This story of Paul Farrell, Jr.’s federal case against opioid companies was originally published in the Washington Post.
As the coronavirus pandemic has disrupted the nation’s judicial system, one of the largest civil cases in U.S. history, meant to address another deadly public health crisis, is stuck in the balance: landmark opioid litigation.
More than 3,000 cities, towns, Native American tribes and other groups have spent years preparing for trials against the nation’s largest drug manufacturers, distributors and pharmacies, alleging that the companies flooded their communities with prescription pills that fueled the opioid epidemic. But the pandemic has stalled their long-awaited day in court: Since the beginning of December, two federal trials have been delayed — a May 2021 trial in Cleveland against pharmacy chains was pushed to next October and a January trial in West Virginia was put off with no rescheduled date.
“The concept of a speedy trial or the right to a trial, we’ve lost that,” Joe Rice, one of the lead attorneys for the plaintiffs, said the day Cleveland’s trial was postponed.
The pandemic has delayed a resolution of the legal dispute by at least a year, Rice estimates, adding that other delays could push the next trial to late spring or early summer of 2021. Meanwhile, the pandemic has worsened the opioid crisis, which has caused more than 400,000 overdose deaths in the past two decades. More than 81,000 people died of drug overdoses in the 12 months ending in May 2020, a record high, the Centers for Disease Control and Prevention reported Dec. 17.
It is unlikely that the firms being sued will push for a settlement while there is no pending trial, the plaintiffs and legal experts following the litigation predict. A $260 million settlement between two Ohio counties and four drug companies put off the first federal trial in October 2019 when the agreement was reached hours before opening arguments were scheduled to begin.
Defendants including the drug manufacturers Johnson & Johnson and Purdue Pharma, and the distributors Cardinal Health, McKesson and AmerisourceBergen declined to comment for this. Pharmacy chain CVS did not respond to requests.
Potential settlement numbers have surfaced before, most recently talks of a $26 billion settlement involving the jurisdictions, Johnson & Johnson and the “Big Three” distributors, McKesson, Cardinal Health and AmerisourceBergen. But states’ attorneys general, another group suing those companies and others, have not publicly supported that settlement.
Courts have hesitated to move to virtual settings, in large part because the scale of the opioid litigation — thought to be the most complex in U.S. history — makes it difficult to hold a trial by video conference. The city of Huntington and Cabell County in West Virginia, concerned that delays would continue as long as the virus was rampant, pushed to move the trial to a video option but didn’t succeed.

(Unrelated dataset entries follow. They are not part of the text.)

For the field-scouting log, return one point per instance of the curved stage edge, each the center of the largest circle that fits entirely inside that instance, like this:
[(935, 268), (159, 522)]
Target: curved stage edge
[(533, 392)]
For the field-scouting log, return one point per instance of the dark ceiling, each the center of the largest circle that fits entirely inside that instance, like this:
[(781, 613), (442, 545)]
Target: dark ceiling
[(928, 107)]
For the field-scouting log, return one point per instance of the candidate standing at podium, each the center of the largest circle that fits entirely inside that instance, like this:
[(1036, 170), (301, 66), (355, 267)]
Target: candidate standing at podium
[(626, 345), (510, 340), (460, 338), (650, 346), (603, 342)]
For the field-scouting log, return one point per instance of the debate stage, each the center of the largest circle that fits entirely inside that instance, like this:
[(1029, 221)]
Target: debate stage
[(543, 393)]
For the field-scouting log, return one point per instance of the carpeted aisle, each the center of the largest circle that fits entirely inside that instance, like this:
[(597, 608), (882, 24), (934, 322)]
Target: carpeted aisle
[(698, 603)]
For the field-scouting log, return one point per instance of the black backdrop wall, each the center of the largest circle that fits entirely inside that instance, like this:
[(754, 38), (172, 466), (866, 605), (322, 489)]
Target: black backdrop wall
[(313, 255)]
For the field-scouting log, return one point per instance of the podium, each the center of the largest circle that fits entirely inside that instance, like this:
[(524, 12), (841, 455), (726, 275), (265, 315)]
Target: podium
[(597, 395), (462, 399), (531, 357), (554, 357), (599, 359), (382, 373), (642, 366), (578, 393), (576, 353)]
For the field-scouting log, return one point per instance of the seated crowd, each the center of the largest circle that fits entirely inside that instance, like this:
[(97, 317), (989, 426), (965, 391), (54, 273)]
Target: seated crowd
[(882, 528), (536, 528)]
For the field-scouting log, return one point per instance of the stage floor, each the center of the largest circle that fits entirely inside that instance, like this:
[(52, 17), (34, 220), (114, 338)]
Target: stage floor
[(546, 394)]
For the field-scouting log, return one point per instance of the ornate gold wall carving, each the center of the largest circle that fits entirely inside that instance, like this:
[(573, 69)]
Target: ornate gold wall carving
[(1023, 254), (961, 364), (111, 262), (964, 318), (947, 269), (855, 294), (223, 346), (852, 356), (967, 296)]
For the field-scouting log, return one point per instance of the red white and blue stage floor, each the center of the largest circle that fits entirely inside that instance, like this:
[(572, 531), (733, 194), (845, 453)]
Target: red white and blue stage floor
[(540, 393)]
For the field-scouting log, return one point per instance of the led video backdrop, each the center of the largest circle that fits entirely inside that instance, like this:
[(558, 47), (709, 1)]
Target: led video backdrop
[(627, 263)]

“I worry that courts aren’t being creative about providing the right to a jury trial,” said Elizabeth Chamblee Burch, a University of Georgia law professor who closely follows the opioid litigation. “If they don’t like Zoom, is there a stadium they can use? What is there that they can do to continue to have that day-in-court moment?”
Because the pandemic has left cities and counties cash-strapped, plaintiffs are in a more difficult bargaining position, Burch said.
Meanwhile, companies being sued for the opioid crisis have taken on critical roles in the pandemic, feeding an existing argument that the companies’ funds for settlement would best be used to abate the latest crisis, said Rebecca Haffajee, who studies opioid litigation for the RAND Corporation and the University of Michigan.
“Certainly a company like Johnson & Johnson that is actually instrumental in developing one of the three key vaccines for the coronavirus, there is definitely an argument to be made for that, that their resources are best spent focusing on that at the moment,” Haffajee said. “We don’t want to bankrupt a Johnson & Johnson right now.”
Settlements discussed have included arrangements for companies to pay out over the course of years and even decades to avoid bankrupting the firms. The opioid manufacturers Mallinckrodt, Purdue Pharma and Insys Therapeutics have filed for bankruptcy protection, complicating civil litigation. Mallinckrodt and Insys representatives did not respond to requests for comment.
For Huntington and Cabell, this is the second time a trial was deferred during the pandemic. The day in court may be delayed again as the coronavirus continues to leave a lot unknown, said Anthony Majestro, a West Virginia lawyer representing the jurisdictions.
“It’s very disappointing,” Majestro said. “It’s unfortunate that this pandemic gets laid on top of the epidemic that West Virginia is already facing. And there isn’t a vaccine for the opioid epidemic.”